Блистательный Федерико затмевал на вечеринках нашего поэта своим остроумием, жизнелюбием, смехом, пеньем, зажигательной пляской. Пабло сам, без тени обиды, отходил на второй план. Гарсиа Лорка нередко садился за рояль и, импровизируя, создавал музыкальные портреты своих друзей. Неруду он «играл» в замедленном темпе. Накануне отъезда в Испанию Лорка сказал: «Мне не хочется возвращаться. Я скоро умру. У меня какое-то странное предчувствие».
Пабло нигде не изменял своей привычке шумно отмечать день рождения. В Буэнос-Айресе среди его гостей были Рамон Гомес де ла Серна{80} и Артуро Капдевилья{81}. В тот знаменательный вечер друзья устроили праздничную прогулку по городу, за ними следовало пустое такси. Это была выдумка Федерико.
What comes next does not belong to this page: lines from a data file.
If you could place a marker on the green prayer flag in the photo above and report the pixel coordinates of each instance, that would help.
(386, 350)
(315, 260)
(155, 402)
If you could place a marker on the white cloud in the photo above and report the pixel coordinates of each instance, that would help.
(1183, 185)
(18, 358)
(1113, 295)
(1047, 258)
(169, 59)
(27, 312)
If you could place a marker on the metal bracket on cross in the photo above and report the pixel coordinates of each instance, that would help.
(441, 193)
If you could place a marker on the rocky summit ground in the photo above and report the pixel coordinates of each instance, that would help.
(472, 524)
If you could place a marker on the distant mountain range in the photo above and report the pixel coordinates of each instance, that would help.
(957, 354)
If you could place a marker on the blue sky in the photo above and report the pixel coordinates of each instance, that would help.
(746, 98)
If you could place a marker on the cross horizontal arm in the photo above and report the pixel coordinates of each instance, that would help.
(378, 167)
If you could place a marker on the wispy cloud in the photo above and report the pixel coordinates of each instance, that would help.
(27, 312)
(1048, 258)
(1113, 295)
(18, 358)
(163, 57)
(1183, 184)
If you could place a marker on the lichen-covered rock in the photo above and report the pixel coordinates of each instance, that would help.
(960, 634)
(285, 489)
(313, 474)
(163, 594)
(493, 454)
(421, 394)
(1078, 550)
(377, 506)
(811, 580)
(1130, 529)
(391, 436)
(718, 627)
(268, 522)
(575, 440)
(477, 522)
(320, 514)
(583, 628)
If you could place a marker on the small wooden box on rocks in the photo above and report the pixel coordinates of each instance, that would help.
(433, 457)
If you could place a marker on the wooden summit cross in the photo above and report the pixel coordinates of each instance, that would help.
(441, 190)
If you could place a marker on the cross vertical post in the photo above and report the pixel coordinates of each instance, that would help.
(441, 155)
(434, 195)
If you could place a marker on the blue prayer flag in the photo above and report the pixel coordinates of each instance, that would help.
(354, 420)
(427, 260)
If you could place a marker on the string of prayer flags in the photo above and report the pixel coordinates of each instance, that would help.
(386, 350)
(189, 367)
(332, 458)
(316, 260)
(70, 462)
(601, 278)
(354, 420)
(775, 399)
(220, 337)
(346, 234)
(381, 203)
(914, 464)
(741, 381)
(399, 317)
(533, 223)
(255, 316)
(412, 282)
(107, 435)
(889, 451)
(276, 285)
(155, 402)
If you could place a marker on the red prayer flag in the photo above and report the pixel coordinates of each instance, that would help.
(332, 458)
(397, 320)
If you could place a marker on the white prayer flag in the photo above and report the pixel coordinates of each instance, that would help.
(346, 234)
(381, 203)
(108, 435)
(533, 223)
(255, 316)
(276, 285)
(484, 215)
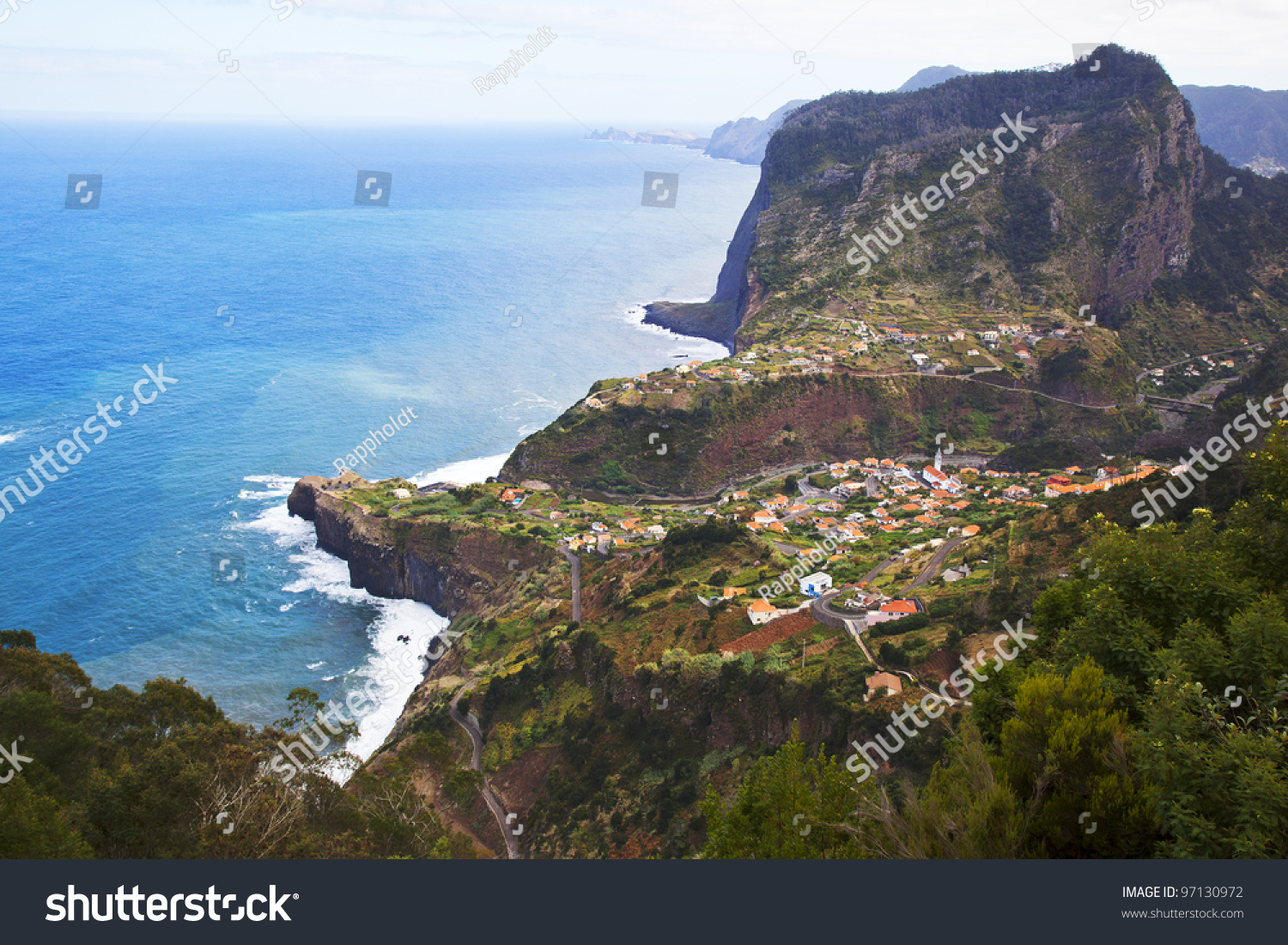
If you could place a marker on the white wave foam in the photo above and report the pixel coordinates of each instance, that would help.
(465, 471)
(702, 348)
(389, 659)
На вопрос, зачем они взяли такси, он отвечал — «для фасону». Вот так вся развеселая компания добралась до ресторана «Рыбка» в районе Ла-Бока.
Через много лет, 19 октября 1956 года, Неруда, выступая перед студентами в конференц-зале Чилийского университета, сказал, что Федерико Гарсиа Лорка — самый счастливый человек, какого он знал в жизни. И вспомнил, что познакомился с ним в доме аргентинского писателя Рохаса Паса. По странному совпадению Рохас находился при смерти в те самые минуты, когда Пабло говорил о нем в Чилийском университете…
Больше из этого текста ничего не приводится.